Senna laughed softly through the dark. “No, Colonel. Not at all. He’s neither main nor maddest.”
She touched a control surface on the remote she held. The image of Bec Malthus was replaced by that of a woman: strikingly beautiful, with skin like snow, eyes like winter sky, and hair like a frozen waterfall.
“Galaxy Commander Malvina Hazen, commanding the Delta or Gyrfalcon Galaxy. The White Virgin, the Ice-Bitch, the Butcher of Wotan. Since leaving her sibko, she has never left an opponent who faced her in single combat alive—not enemies on the field of battle, nor fellow Falcons in Trials. The leading ristar of Clan Jade Falcon, its foremost MechWarrior and battle commander. Excepting only one. It is said you can see a furnace of fanaticism and fury burning through her pale skin, although I wonder if that’s just the light of madness.”

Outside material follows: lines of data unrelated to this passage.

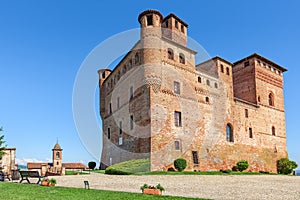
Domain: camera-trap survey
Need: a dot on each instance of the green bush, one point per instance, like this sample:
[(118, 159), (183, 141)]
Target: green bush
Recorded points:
[(286, 166), (180, 164), (129, 167), (92, 164), (242, 165)]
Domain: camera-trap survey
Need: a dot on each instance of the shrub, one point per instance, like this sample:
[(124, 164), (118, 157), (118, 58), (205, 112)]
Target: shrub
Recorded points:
[(242, 165), (286, 166), (92, 164), (180, 164)]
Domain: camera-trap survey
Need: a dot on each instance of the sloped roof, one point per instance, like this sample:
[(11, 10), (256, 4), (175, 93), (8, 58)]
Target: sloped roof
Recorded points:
[(57, 147), (36, 165)]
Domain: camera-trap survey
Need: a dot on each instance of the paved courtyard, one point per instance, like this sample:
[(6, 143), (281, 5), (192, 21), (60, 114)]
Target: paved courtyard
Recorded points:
[(203, 186)]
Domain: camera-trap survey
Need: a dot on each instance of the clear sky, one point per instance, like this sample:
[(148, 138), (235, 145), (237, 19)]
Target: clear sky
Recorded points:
[(43, 43)]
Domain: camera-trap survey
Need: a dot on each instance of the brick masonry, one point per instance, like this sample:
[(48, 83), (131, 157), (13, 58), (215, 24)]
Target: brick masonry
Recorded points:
[(213, 95)]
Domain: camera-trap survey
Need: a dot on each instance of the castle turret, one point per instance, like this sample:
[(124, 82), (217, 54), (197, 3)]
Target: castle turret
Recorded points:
[(57, 158), (103, 74), (175, 29)]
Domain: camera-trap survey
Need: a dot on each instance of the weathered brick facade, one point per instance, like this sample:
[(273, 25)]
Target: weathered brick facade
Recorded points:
[(158, 104)]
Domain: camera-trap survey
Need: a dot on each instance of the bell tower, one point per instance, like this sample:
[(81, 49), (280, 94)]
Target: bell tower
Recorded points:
[(57, 158)]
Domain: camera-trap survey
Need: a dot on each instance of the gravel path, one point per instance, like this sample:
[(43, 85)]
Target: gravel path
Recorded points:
[(203, 186)]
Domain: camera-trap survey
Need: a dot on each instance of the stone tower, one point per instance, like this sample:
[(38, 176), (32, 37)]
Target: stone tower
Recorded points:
[(57, 158)]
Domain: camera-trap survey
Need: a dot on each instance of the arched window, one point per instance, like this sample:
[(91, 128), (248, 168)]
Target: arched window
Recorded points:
[(271, 99), (208, 82), (170, 54), (137, 59), (273, 130), (181, 58), (229, 133), (227, 71)]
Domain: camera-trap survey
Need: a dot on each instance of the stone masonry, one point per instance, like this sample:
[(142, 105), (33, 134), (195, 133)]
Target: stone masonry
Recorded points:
[(157, 103)]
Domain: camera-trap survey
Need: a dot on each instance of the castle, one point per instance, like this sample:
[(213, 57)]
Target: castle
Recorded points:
[(157, 103)]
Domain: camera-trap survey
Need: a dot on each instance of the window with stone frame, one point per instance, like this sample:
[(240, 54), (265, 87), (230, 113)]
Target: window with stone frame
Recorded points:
[(137, 58), (222, 68), (271, 99), (181, 58), (195, 157), (131, 92), (182, 28), (246, 113), (149, 20), (229, 133), (120, 133), (131, 122), (170, 54), (118, 102), (250, 133), (177, 118), (273, 130), (177, 144), (108, 133), (207, 82), (176, 87), (227, 71), (216, 85), (199, 79)]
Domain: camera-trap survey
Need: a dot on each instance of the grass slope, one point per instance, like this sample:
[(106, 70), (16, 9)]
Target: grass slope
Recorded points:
[(33, 191)]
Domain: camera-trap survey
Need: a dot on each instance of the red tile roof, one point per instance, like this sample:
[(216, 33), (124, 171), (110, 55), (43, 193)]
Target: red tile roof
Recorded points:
[(74, 166)]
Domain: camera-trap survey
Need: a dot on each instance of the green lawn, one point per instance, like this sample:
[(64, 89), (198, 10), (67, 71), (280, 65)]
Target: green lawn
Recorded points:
[(32, 191)]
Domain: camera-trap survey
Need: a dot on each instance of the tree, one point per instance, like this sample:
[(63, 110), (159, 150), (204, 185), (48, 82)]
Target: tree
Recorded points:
[(286, 166), (92, 164), (180, 164), (2, 147), (242, 165)]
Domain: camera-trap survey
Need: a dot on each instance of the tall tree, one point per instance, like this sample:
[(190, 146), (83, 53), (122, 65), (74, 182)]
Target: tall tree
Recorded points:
[(2, 147)]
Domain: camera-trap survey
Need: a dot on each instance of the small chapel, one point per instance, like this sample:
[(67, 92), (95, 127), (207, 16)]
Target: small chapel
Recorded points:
[(57, 167)]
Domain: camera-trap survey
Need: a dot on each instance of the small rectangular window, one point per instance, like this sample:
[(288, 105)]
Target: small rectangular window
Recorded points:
[(176, 87), (195, 157), (120, 128), (108, 133), (250, 133), (182, 28), (110, 108), (120, 140), (246, 113), (118, 102), (131, 92), (177, 145), (149, 20), (177, 118), (131, 122)]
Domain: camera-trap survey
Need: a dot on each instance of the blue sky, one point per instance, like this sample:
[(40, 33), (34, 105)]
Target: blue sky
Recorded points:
[(43, 43)]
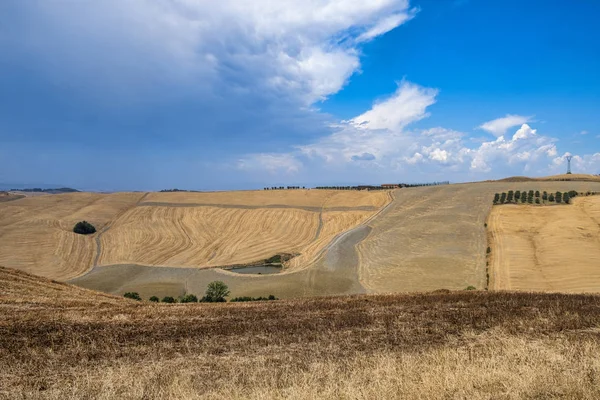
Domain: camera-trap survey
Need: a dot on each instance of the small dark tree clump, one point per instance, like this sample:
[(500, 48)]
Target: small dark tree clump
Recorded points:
[(133, 296), (558, 197), (216, 292), (189, 298), (510, 195), (503, 197), (84, 228)]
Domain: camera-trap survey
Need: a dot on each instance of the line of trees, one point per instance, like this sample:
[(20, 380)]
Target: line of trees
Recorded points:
[(424, 184), (284, 188), (380, 187), (530, 197), (216, 292)]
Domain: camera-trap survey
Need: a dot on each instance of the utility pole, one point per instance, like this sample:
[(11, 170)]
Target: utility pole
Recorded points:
[(569, 158)]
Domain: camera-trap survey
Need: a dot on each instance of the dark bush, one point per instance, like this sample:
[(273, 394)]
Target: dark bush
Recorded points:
[(248, 298), (84, 228), (216, 292), (189, 298), (133, 296)]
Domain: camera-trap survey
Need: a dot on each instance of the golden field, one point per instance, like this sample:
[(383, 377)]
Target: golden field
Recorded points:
[(434, 237), (36, 233), (546, 248), (175, 229), (58, 341)]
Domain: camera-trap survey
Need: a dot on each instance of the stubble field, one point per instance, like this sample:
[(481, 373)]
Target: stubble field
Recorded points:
[(175, 229), (546, 248), (434, 237)]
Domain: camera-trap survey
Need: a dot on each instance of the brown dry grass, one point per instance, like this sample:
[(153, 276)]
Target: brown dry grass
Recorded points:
[(554, 248), (457, 345)]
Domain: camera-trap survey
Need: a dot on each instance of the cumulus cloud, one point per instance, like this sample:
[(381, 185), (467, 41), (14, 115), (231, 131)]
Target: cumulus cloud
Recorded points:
[(381, 136), (364, 157), (271, 163), (303, 49), (499, 126)]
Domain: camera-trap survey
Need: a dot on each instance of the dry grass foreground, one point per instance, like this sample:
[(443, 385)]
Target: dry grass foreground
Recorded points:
[(434, 237), (475, 345), (175, 229), (555, 248)]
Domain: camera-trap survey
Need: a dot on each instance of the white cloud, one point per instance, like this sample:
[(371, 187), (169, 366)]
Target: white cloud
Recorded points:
[(272, 163), (404, 107), (380, 136), (387, 24), (499, 126), (306, 50)]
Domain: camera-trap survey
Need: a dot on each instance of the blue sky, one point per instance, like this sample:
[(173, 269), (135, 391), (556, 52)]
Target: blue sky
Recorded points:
[(195, 94)]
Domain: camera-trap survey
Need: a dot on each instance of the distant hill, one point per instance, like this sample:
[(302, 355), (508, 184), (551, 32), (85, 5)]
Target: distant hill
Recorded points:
[(563, 177)]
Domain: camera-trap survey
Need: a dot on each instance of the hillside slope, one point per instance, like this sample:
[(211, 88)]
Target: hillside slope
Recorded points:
[(24, 292), (475, 345)]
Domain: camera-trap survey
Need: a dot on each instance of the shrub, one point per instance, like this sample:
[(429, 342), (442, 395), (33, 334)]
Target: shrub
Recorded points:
[(248, 298), (216, 292), (133, 296), (84, 228), (189, 298), (510, 195)]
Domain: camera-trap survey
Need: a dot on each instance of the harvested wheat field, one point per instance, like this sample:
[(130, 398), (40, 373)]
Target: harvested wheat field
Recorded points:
[(434, 237), (176, 229), (546, 248), (36, 233), (445, 345)]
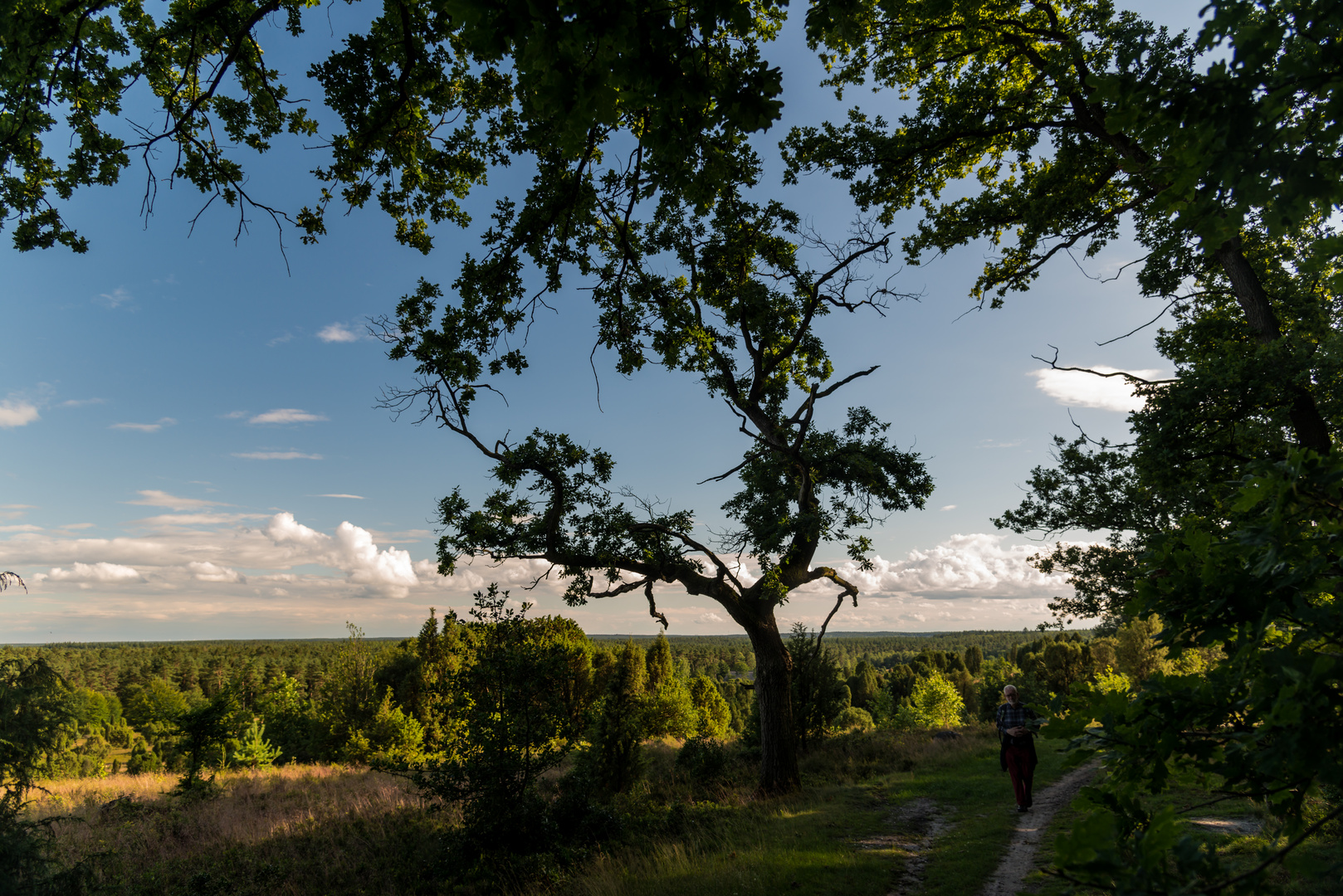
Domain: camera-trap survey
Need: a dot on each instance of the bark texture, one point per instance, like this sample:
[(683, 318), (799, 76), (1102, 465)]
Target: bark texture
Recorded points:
[(774, 696), (1310, 426)]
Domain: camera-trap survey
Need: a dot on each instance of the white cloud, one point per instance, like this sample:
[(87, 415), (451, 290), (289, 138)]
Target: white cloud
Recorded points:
[(207, 571), (91, 572), (286, 416), (178, 520), (145, 427), (154, 497), (962, 566), (17, 412), (1079, 388), (351, 550), (115, 297), (173, 558), (337, 334), (277, 455)]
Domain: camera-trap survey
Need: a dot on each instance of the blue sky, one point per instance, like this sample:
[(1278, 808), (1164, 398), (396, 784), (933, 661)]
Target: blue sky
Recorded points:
[(191, 448)]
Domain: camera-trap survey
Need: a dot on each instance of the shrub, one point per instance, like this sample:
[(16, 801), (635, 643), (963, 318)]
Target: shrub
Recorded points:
[(703, 759), (713, 715), (852, 719)]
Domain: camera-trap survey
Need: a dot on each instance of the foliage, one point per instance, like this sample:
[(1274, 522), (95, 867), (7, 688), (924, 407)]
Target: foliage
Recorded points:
[(254, 751), (1264, 720), (852, 719), (203, 728), (864, 684), (819, 692), (713, 715), (35, 707), (974, 659), (614, 758), (515, 728), (936, 703)]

“She murdered Hamilton.” Tara Campbell almost spat the words. She saw no need for diplomatic evasion here.
Senna nodded slowly. “She did. And whether you believe me or not, Countess, I despise the deed as heartily as you. No matter: she has done as much before, and worse. A few years back, laborers mutinied on Wotan against the incompetent administration of a MechWarrior who had caused a famine claiming a thousand lives. That MechWarrior was later broken by the Clan Council, and died Solahma under command of Malvina herself. In spite of that, then-Star Captain Malvina, not yet Bloodnamed, exterminated the population of an entire bloc. Five thousand workers. Children, women, men. By way of example, you see.”
Silence filled the room like sickly fog.
“She is even smaller than you, Countess Campbell,” Senna said. “The confrontation between you will be epic despite your physical statures.”